Scalloped potatoes are a delicious dish that is a favorite in many families. Original scalloped potato recipes call for dairy, but not this one! This paleo and dairy-free rendition of scalloped potatoes will become a favorite! This recipe was made by our friend Kayla, over at Kaylas Kitch & Fix!
- 4 Tbsp ghee, divided
- 2 Tbsp garlic, minced
- 1 cup Bonafide Provisions Chicken Bone Broth
- 1 13.5 fl oz can full-fat coconut milk
- 3 lbs organic Yukon gold potatoes
- 1/4 cup cassava starch or flour
- 2 tsp thyme
- 1 Tbsp chopped chives
- Preheat your oven to 400 degrees and coat your cast iron skillet with 1 tablespoon of your ghee.
- Wash potatoes, then use a mandolin to slice into thin circles and set aside.
- In a saucepan, melt the remaining 3 tablespoons of ghee and cook garlic until fragrant.

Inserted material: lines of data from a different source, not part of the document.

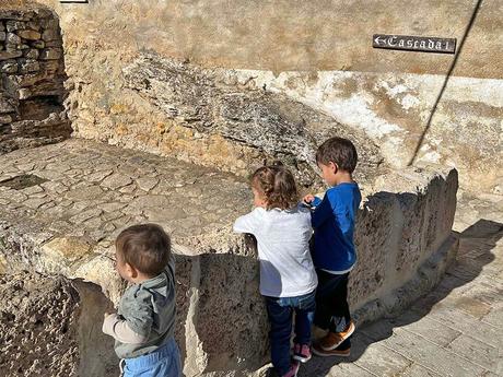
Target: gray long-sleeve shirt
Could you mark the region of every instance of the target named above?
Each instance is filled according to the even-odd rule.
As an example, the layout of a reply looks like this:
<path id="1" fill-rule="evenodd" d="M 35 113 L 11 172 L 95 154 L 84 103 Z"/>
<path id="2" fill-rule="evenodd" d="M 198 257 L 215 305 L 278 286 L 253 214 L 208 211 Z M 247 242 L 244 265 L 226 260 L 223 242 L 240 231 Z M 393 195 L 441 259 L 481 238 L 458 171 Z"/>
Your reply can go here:
<path id="1" fill-rule="evenodd" d="M 103 332 L 114 337 L 120 358 L 155 351 L 173 337 L 175 325 L 175 263 L 162 273 L 130 286 L 120 298 L 117 315 L 103 322 Z"/>

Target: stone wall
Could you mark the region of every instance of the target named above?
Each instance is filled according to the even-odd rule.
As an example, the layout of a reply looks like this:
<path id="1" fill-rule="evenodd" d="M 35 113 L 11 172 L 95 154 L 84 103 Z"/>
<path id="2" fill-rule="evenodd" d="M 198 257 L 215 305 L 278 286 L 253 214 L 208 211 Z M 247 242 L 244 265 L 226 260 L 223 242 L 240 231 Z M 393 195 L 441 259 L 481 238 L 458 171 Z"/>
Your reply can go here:
<path id="1" fill-rule="evenodd" d="M 498 1 L 103 1 L 60 4 L 75 134 L 243 173 L 260 151 L 200 134 L 126 82 L 140 52 L 227 69 L 244 87 L 282 93 L 360 129 L 386 163 L 454 166 L 464 189 L 501 192 L 502 5 Z M 372 48 L 375 33 L 455 37 L 454 56 Z M 237 70 L 237 71 L 236 71 Z M 259 160 L 259 158 L 258 158 Z M 477 188 L 470 182 L 477 181 Z"/>
<path id="2" fill-rule="evenodd" d="M 0 153 L 68 138 L 65 63 L 56 15 L 0 4 Z"/>

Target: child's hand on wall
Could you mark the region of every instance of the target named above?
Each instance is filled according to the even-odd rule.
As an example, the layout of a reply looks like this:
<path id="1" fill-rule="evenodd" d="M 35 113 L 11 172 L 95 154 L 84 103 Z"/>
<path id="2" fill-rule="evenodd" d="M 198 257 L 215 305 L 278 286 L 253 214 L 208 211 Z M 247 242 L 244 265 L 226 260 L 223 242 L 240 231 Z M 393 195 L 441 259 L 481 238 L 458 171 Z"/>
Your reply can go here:
<path id="1" fill-rule="evenodd" d="M 311 202 L 313 202 L 314 200 L 314 195 L 312 193 L 307 193 L 305 197 L 304 197 L 304 202 L 306 202 L 307 204 L 309 204 Z"/>

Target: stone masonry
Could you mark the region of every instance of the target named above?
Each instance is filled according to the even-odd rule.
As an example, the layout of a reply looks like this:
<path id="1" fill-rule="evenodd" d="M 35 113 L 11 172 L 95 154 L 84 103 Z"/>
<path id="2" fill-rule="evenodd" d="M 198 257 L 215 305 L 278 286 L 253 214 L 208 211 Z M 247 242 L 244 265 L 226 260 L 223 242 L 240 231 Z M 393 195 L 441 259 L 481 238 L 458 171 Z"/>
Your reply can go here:
<path id="1" fill-rule="evenodd" d="M 61 46 L 48 9 L 0 7 L 0 154 L 70 136 Z"/>
<path id="2" fill-rule="evenodd" d="M 350 297 L 360 325 L 401 309 L 441 279 L 457 250 L 456 178 L 424 166 L 388 170 L 362 187 Z M 267 362 L 256 251 L 231 228 L 252 208 L 246 180 L 70 140 L 0 156 L 0 272 L 84 279 L 115 303 L 125 286 L 114 237 L 131 224 L 161 224 L 175 244 L 186 375 L 248 376 Z"/>

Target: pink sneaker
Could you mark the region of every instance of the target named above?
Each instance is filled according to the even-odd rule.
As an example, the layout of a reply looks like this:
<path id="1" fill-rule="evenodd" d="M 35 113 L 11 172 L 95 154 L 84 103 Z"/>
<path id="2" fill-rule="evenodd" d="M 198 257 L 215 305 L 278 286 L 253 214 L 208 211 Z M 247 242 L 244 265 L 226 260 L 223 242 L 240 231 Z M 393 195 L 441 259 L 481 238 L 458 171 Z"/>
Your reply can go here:
<path id="1" fill-rule="evenodd" d="M 293 362 L 290 366 L 290 370 L 286 372 L 286 374 L 284 374 L 282 377 L 296 377 L 300 367 L 301 364 L 299 364 L 297 362 Z"/>
<path id="2" fill-rule="evenodd" d="M 307 344 L 295 343 L 293 345 L 293 360 L 307 363 L 311 360 L 311 347 Z"/>

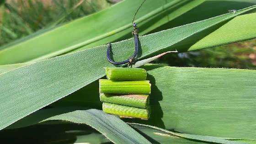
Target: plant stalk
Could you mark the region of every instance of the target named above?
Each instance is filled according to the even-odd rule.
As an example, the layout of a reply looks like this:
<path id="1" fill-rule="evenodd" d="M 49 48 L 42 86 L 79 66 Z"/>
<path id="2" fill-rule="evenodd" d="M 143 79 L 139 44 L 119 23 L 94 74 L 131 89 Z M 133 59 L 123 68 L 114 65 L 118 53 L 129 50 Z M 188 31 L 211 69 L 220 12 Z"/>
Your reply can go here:
<path id="1" fill-rule="evenodd" d="M 103 102 L 102 110 L 107 113 L 147 119 L 149 118 L 150 111 L 149 106 L 147 109 L 143 109 L 107 102 Z"/>
<path id="2" fill-rule="evenodd" d="M 146 80 L 147 72 L 140 68 L 105 67 L 106 74 L 110 80 Z"/>
<path id="3" fill-rule="evenodd" d="M 149 80 L 112 81 L 99 80 L 100 93 L 109 94 L 150 94 L 151 84 Z"/>
<path id="4" fill-rule="evenodd" d="M 148 95 L 100 94 L 102 102 L 142 108 L 149 105 L 149 98 Z"/>

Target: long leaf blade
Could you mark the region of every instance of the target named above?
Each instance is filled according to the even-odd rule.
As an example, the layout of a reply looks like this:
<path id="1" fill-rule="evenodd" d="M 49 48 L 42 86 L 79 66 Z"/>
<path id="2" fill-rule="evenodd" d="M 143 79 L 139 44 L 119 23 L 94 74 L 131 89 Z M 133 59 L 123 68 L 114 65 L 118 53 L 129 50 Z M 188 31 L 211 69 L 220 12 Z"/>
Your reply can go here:
<path id="1" fill-rule="evenodd" d="M 144 57 L 160 50 L 171 49 L 170 46 L 175 43 L 255 8 L 140 37 L 142 50 L 139 55 Z M 256 14 L 251 15 L 256 16 Z M 115 60 L 122 60 L 131 55 L 132 41 L 129 39 L 112 45 L 113 52 L 117 55 L 114 57 Z M 0 129 L 103 76 L 103 68 L 113 66 L 107 61 L 106 48 L 106 46 L 101 46 L 0 75 L 0 98 L 2 100 Z"/>

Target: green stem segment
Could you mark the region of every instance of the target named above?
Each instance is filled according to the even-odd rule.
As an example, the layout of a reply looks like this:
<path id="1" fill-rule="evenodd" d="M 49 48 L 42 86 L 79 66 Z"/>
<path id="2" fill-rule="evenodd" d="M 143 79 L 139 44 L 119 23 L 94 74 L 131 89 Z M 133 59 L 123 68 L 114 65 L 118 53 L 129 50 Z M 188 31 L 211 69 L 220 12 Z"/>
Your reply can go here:
<path id="1" fill-rule="evenodd" d="M 149 80 L 112 81 L 101 79 L 100 93 L 109 94 L 150 94 L 150 83 Z"/>
<path id="2" fill-rule="evenodd" d="M 149 106 L 143 109 L 103 102 L 102 109 L 106 113 L 124 117 L 149 119 L 150 116 Z"/>
<path id="3" fill-rule="evenodd" d="M 142 108 L 149 105 L 149 97 L 148 95 L 100 94 L 102 102 Z"/>
<path id="4" fill-rule="evenodd" d="M 106 74 L 110 80 L 146 80 L 147 72 L 140 68 L 105 67 Z"/>

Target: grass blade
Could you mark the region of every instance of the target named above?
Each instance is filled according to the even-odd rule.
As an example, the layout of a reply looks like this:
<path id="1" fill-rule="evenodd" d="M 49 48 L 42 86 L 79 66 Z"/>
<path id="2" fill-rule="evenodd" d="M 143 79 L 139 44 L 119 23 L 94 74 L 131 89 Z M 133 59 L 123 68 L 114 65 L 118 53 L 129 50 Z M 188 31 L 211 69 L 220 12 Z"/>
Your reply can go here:
<path id="1" fill-rule="evenodd" d="M 180 16 L 203 1 L 200 0 L 200 2 L 198 2 L 198 0 L 192 0 L 197 2 L 193 2 L 190 6 L 186 7 L 185 9 L 182 9 L 183 5 L 180 5 L 181 10 L 173 7 L 182 1 L 184 0 L 170 0 L 166 3 L 165 0 L 147 0 L 136 16 L 136 19 L 141 20 L 140 21 L 146 19 L 143 21 L 144 23 L 157 21 L 161 19 L 159 23 L 155 25 L 144 27 L 152 29 Z M 140 3 L 140 0 L 123 0 L 111 8 L 79 19 L 43 34 L 35 35 L 23 42 L 11 45 L 10 47 L 0 51 L 0 64 L 38 61 L 62 54 L 83 46 L 85 47 L 83 49 L 87 49 L 114 41 L 124 36 L 127 35 L 126 37 L 130 37 L 132 36 L 130 34 L 131 18 L 137 8 L 137 6 Z M 159 10 L 164 12 L 164 14 L 159 12 Z M 176 10 L 178 11 L 178 12 L 172 15 L 171 16 L 164 13 L 166 11 L 176 11 Z M 151 11 L 154 12 L 147 15 Z M 140 19 L 145 15 L 147 16 L 146 17 Z M 111 18 L 110 16 L 111 16 Z M 122 18 L 121 21 L 120 17 Z M 113 22 L 117 21 L 119 22 Z M 141 28 L 140 29 L 142 30 Z M 144 32 L 141 30 L 140 34 L 147 32 L 148 30 Z M 74 36 L 70 37 L 70 35 Z M 0 48 L 1 49 L 2 48 Z M 27 53 L 27 51 L 31 53 Z M 10 57 L 12 59 L 9 59 Z"/>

- Next, add in the cassava starch until garlic is coated evenly.
- Slowly add in the bone broth, whisking continuously.
- Lastly, add in coconut milk, spices and chives and bring to a simmer to thicken while continuing to whisk.
- Once thick, add a small layer to the bottom of your skillet and spread evenly. Arrange a layer of overlapping potatoes and top with the sauce.
- Repeat the layers until the skillet is full and be sure the top layer is the sauce.
- Cover with foil and cook for 30 minutes.
- Take out of the oven and remove the foil, then cook for an additional 30 minutes.